My high school students have fallen in love with Scrabble.
My high school students, although in a creative writing class, are reluctant writers. They are not lovers of language. Some of them could not spell their way through a ransom note. Yet, they beg to play Scrabble. It is the most amazing thing to me because last year when I tried to introduce Scrabble to students at this school, they just didn't get it.
It started as a Friday activity, when classes are only 30 minutes, and then we found ourselves to the time of the year when the students--they are seniors, afterall--are just DONE. And they just want to play Scrabble. And for some reason, I was okay with that. Honestly, I was okay because I'm tapped out in finding writing topics and projects for this fickle bunch.
Anyway...
Call it word play. Vocabulary development. A cop out. Whatever. I can spin it so we can do it.
They didn't just play regular Scrabble during out little word play unit. I taught them some variations on the game, and they found some of them rather challenging.
Theme Scrabble was the first one we tried. I told students to play the game just as they normally would but to try to build words that were school-related. That night I gave extra credit to students each time they built a word related to the theme. The students were excited to earn extra credit, so that was a big motivator.
Proper Scrabble should have quenched their desires to always use proper nouns, as that's ALL they could use when playing this version. Of course, it proved to be difficult, but that's the point. Think, little darlings, think!
Anagrams or Clabbers was a bit hard for them to catch onto at first. Actually, they didn't use true anagrams when coming up with their plays. They were able to simply put down the word in any order that they wanted. This made them think about strategy a bit because they were able to put down high-point tiles on the bonus spaces.

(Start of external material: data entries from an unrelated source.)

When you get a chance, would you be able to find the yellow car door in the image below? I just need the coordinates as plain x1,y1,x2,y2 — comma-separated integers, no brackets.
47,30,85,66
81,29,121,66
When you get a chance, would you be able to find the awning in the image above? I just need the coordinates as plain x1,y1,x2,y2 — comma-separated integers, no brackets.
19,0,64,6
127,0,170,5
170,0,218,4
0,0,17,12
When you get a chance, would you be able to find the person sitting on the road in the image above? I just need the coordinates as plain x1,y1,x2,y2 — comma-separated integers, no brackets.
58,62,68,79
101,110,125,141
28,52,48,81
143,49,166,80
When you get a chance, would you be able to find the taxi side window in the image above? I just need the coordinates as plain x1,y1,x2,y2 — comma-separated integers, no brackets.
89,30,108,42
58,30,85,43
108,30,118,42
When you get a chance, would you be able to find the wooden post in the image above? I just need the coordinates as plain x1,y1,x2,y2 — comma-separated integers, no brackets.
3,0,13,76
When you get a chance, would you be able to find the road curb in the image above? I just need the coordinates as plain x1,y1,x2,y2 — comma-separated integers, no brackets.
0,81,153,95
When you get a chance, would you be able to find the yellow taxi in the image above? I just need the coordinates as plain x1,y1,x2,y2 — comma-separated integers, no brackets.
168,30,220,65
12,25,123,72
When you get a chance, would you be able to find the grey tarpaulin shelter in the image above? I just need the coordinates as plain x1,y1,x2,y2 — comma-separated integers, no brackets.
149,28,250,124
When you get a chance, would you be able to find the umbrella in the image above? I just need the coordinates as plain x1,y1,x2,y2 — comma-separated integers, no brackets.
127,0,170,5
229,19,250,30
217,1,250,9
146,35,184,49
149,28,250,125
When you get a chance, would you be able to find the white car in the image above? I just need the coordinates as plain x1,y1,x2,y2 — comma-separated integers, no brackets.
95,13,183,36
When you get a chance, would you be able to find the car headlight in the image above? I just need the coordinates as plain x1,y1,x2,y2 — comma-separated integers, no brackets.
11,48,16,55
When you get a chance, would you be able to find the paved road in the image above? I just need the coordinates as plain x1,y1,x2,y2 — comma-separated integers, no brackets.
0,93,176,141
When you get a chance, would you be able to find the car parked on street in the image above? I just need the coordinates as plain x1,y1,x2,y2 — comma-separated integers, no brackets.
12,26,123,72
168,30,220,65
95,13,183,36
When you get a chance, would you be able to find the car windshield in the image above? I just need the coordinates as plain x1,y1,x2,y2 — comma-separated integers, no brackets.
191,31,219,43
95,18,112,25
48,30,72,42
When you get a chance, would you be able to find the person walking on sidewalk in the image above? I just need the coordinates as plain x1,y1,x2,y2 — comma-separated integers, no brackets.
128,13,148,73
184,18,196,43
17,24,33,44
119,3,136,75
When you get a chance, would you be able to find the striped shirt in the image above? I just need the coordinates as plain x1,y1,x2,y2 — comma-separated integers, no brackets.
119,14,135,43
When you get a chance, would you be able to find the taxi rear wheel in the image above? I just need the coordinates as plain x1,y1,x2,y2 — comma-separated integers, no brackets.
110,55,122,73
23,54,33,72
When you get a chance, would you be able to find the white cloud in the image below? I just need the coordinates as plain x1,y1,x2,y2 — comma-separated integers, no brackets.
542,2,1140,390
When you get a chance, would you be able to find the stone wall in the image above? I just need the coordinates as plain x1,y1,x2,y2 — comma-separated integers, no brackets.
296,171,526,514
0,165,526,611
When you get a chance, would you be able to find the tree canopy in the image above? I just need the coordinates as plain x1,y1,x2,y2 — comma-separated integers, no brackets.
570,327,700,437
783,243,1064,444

Tonica was interesting because all the tiles were divided up at the beginning of the game, and those were the tiles they had to work with during the whole game. I told students that they could still get the "bingo" for having words with 7 or more letters, so of course, the scores were high for the game. I was interested in seeing the various strategies. One group just played as usual, but another team spent most of their time with their noses in dictionaries trying to come up with the longest words possible. Nose in a dictionary? Seriously. Wow.
After a few days of this, of course, the most natural thing for me to do was to ask each team to make up their own variation of the Scrabble game and then give it to another team to play. The day we played the student-made variations, I only had students enough for 2 teams, so I am not sure what all the game variation ended up being, but here are some of their ideas:
- all tiles passed out, and the person who has a word with a z ready to play starts the game
- players have enough tiles to fill the tray at all times
- all words put down can only be animals or colors
- all words can only be placed backwards on the board
- drink theme--drink names get 50 extra points (I was fearful of this risky topic, but surprisingly, they did not pervert the game at all.)
- bonus point squares are only good if the word is a drink, otherwise, points are normal
- a player can trade hands (or rack of tiles) with another player at any time if an agreement is reached
I know I don't have much time to play such games in my regular English classes, so this is really only a wacky kind of thing I could have some leeway with in creative writing. I've just been in awe how attentive my students have been--not to mention how much thinking they've actually been doing in the name of playing games.